Beninteso non si vogliono occultare o negare gli errori del vecchio Re; ma si vuole anche affermare la sua stupenda onestà e chiarezza, il suo disinteresse, la sua costante volontà e decisione di agire esclusivamente per il bene concreto del Paese. Fu uomo della sua generazione, una generazione di coraggiosi che non tremarono di fronte al possibile e spesso all'impossibile. Era dell'età in cui il Duca degli Abruzzi e Cagni vanno al Polo Nord senza aver mai visto un pezzo di mare ghiacciato.

Praticava le virtù cristiane di nascosto, possedeva il pudore della carità e dava generosamente. Forse fu scettico. Ma conobbe, come pochi specialisti i due Testamenti e, strano a dirsi, il Corano di cui citava a memoria le «sure» più significative.
Nel 1933 durante un viaggio in Egitto con la Regina Elena e la principessa Maria, volle rivedere il Convento di Santa Caterina d'Alessandria. L'aveva visitato già nel 1887, e indugiò, come tanti anni prima, a guardare di sotto in su i quattro enormi fichi indiani del cortile. Volle pure visitare la Chiesa e si trattenne dinnanzi ad un quadro vasto ed eloquente, del pittore viennese Ender, dipinto nel 1847, con la raffigurazione di Santa Caterina Vergine mentre disputa con i filosofi del Museo alessandrino.

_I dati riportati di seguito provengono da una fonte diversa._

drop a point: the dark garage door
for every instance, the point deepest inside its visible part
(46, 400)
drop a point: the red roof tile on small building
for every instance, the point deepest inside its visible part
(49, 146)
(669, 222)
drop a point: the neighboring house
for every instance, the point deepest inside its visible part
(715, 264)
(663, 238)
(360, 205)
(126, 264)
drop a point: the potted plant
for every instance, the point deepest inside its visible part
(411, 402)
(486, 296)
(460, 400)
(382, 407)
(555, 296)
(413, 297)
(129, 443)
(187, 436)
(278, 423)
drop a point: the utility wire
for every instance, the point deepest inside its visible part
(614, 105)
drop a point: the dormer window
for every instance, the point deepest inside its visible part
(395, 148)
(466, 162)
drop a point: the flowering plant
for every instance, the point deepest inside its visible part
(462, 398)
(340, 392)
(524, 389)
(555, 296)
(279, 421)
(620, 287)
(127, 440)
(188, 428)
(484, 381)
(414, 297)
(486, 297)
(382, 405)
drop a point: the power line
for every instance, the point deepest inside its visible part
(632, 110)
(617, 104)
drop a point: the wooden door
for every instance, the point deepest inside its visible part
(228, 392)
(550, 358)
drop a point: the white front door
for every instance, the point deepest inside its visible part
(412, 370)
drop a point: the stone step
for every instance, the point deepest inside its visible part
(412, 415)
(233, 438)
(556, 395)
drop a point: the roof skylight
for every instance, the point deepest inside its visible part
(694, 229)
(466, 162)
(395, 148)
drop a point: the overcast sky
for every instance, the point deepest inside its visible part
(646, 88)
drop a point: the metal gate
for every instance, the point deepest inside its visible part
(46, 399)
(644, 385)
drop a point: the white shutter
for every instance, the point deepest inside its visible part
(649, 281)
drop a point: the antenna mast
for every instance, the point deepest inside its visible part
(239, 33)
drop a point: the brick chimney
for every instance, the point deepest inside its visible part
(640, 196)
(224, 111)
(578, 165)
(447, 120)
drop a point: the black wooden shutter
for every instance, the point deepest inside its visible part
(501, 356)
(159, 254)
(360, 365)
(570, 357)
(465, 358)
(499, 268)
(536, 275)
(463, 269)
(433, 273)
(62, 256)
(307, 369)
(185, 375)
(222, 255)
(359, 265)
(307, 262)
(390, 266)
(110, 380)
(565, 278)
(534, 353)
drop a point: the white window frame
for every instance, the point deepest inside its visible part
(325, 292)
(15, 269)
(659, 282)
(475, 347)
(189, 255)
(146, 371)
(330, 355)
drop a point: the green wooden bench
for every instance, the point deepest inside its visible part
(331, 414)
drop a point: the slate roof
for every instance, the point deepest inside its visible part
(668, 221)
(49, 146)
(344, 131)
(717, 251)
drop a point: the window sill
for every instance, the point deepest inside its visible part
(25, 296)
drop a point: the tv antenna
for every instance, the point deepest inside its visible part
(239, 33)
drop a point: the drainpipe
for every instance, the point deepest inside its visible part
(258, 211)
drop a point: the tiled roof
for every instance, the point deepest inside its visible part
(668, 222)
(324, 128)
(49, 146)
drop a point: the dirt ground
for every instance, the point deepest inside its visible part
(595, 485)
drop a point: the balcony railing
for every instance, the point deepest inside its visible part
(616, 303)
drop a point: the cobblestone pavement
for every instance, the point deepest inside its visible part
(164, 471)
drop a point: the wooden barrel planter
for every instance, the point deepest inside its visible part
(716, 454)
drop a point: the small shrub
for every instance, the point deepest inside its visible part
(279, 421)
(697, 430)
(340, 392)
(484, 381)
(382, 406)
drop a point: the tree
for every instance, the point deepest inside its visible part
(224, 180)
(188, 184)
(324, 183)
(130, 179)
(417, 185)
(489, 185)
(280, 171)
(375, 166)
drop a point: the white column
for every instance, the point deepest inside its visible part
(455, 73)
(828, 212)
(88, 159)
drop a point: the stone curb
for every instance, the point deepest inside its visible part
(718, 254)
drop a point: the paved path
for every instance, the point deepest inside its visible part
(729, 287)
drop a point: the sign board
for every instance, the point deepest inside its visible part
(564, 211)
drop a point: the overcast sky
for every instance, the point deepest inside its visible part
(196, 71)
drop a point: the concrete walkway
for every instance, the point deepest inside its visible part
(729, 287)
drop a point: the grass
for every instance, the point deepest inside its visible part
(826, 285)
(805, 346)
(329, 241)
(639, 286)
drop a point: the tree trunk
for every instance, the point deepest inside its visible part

Tra quella tela e il retro dell'altare, Vittorio Emanuele III si aggirò notando che, appunto, la fabbrica andava riparata e restaurata. Lasciò una grossa somma ai padri francescani e andò via. Il 31 dicembre del 1947 proprio lì, nel piano verticale dell'altare, venne murata la sua breve bara. Il vano fu chiuso da un marmo col nome e le due date estreme. Nel 1953, durante un nostro viaggio, sostammo dinnanzi a quella tomba. Tra la fredda tela del pittore viennese e l'intonaco grezzo essa ci parve buia, triste, tralasciata. Dalle colonne di questo giornale chiedemmo una lampada per il Re. I lettori dettero generosamente. Adesso quella lampada arde dinnanzi al marmo. E chiunque, inchinandovisi, ripercorra mentalmente la lunga, dolorosa vita di Vittorio Emanuele III, deve cedere al pensiero di trovarsi dinnanzi a una grande, complessa figura della storia nostra.